The kernel measure of multi-sample dissimilarity (KMD) measures the dissimilarity between multiple samples using geometric graphs such as K-nearest neighbor (K-NN) graph and minimum spanning tree (MST), based on the observations from them. A small value indicates the multiple samples are from the same distribution, and a large value indicates the corresponding distributions are different. The test rejects the null hypothesis that all samples are from the same distribution for large value of sample KMD. The permutation test returns the p-value given by (sum(KMD_i >= KMD_0) + 1)/(B + 1), where KMD_i is the KMD computed after a random permutation on the Y labels, and B is the total number of permutations that have been performed. The asymptotic test first normalizes the KMD by the square root of the permutation variance, and then returns the p-value given by: P(N(0,1) > normalized KMD).

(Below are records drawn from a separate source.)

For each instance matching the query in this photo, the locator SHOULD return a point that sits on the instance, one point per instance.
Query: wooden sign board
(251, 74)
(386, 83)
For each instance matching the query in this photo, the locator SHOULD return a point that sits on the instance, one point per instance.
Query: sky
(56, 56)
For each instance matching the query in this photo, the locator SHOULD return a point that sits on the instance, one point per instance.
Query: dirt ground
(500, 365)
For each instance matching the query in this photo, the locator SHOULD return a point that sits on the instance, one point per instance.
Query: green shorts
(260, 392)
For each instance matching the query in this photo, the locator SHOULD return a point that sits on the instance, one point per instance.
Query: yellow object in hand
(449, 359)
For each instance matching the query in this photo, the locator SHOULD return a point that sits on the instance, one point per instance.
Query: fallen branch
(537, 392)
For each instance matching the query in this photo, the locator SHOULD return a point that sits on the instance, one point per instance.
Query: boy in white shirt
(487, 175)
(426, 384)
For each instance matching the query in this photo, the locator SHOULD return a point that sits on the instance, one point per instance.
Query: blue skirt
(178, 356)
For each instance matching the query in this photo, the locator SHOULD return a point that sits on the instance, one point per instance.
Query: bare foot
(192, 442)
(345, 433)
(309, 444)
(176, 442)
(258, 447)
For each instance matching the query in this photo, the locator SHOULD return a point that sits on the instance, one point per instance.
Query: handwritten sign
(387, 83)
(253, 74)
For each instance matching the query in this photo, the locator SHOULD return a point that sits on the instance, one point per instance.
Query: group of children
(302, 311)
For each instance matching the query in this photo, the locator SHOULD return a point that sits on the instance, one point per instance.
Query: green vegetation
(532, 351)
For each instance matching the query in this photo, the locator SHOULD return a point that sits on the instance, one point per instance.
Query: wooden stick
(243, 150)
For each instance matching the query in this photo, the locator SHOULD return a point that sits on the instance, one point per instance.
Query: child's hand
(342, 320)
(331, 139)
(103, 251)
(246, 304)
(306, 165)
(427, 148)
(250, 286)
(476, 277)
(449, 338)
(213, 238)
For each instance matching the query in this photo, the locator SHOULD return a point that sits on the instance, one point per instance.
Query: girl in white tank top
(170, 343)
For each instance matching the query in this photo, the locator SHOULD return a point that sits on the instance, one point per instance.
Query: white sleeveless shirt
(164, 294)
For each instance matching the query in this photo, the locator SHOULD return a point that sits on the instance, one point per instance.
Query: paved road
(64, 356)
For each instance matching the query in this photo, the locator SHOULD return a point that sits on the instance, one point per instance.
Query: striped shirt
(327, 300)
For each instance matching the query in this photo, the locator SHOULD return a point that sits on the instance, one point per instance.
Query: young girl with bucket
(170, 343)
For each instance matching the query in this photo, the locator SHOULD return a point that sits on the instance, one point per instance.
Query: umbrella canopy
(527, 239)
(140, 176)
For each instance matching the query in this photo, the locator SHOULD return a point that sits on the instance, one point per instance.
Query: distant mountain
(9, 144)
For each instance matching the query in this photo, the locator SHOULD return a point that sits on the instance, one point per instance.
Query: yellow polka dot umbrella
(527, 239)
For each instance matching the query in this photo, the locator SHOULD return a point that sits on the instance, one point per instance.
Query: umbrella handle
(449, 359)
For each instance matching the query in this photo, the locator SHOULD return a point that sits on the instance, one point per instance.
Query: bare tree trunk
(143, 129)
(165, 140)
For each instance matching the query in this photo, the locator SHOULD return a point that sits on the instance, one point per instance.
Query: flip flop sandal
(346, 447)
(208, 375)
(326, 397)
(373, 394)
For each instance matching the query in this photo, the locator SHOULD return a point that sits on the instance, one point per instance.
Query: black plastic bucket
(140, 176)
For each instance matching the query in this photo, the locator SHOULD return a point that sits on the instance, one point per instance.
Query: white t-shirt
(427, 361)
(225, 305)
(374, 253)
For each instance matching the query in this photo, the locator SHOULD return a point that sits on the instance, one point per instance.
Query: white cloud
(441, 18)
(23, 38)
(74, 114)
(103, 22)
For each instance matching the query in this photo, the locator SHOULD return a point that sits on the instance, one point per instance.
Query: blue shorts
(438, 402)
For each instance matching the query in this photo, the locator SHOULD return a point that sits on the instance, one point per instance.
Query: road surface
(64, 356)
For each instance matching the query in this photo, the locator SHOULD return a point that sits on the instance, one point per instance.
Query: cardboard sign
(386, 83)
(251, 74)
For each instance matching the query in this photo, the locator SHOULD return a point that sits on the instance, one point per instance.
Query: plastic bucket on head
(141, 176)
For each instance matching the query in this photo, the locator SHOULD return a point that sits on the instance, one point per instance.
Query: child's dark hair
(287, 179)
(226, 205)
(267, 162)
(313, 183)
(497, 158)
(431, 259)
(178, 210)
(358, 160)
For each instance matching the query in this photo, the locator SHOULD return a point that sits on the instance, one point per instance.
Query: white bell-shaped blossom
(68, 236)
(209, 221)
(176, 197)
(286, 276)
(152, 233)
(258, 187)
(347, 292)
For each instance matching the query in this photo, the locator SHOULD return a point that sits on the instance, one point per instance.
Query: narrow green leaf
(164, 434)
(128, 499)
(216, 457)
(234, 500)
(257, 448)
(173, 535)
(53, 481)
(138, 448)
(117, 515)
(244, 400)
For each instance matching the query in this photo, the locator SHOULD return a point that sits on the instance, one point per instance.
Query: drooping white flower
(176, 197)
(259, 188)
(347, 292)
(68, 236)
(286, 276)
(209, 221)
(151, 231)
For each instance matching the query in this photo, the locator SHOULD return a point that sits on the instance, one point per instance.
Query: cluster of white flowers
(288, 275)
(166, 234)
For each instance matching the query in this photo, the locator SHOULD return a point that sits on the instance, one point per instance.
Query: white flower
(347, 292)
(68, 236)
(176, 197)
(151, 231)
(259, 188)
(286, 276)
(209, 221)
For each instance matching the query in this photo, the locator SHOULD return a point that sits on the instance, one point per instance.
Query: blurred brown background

If X is an n by n matrix, it will be interpreted as a distance/similarity matrix. In such case, MST requires it to be symmetric (an undirected graph). K-NN graph does not require it to be symmetric, with the nearest neighbors of point i computed based on the i-th row, and ties broken at random. The diagonal terms (self-distances) will be ignored. If X is an n by dx data matrix, Euclidean distance will be used for computing the K-NN graph (ties broken at random) and the MST.

Examples

Run this code

d = 2
set.seed(1)
X1 = matrix(rnorm(100*d), nrow = 100, ncol = d)
X2 = matrix(rnorm(100*d,sd=sqrt(1.5)), nrow = 100, ncol = d)
X3 = matrix(rnorm(100*d,sd=sqrt(2)), nrow = 100, ncol = d)
X = rbind(X1,X2,X3)
Y = c(rep(1,100),rep(2,100),rep(3,100))
print(KMD_test(X, Y, M = 3, Knn = 1, Kernel = "discrete"))
# A small p-value since the three distributions are not the same.
print(KMD_test(X, Y, M = 3, Knn = 1, Kernel = "discrete", Permutation = FALSE))
# p-value of the asymptotic test is similar to that of the permutation test
print(KMD_test(X, Y, M = 3, Knn = 1, Kernel = diag(c(10,1,1))))
# p-value is improved by using a different kernel
print(KMD_test(X, Y, M = 3, Knn = 30, Kernel = "discrete"))
# The suggested choice Knn = 0.1n yields a very small p-value.
print(KMD_test(X, Y, M = 3, Knn = "MST", Kernel = "discrete"))
# One can also use the MST.
print(KMD_test(X, Y, M = 3, Knn = 2, Kernel = "discrete"))
# MST has similar performance as 2-NN, which is between 1-NN and 30-NN

# Check null distribution of the z values
ni = 100
n = 3*ni
d = 2
Null_KMD = function(id){
  set.seed(id)
  X = matrix(rnorm(n*d), nrow = n, ncol = d)
  Y = c(rep(1,ni),rep(2,ni),rep(3,ni))
  return(KMD_test(X, Y, M = 3, Knn = "MST", Kernel = "discrete", Permutation = FALSE)[1,1])
}
hist(sapply(1:500, Null_KMD), breaks = c(-Inf,seq(-5,5,length=50),Inf), freq = FALSE,
  xlim = c(-4,4), ylim = c(0,0.5), main = expression(paste(n[i]," = 100")),
  xlab = expression(paste("normalized ",hat(eta))))
lines(seq(-5,5,length=1000),dnorm(seq(-5,5,length=1000)),col="red")
# The histogram of the normalized KMD is close to that of a standard normal distribution.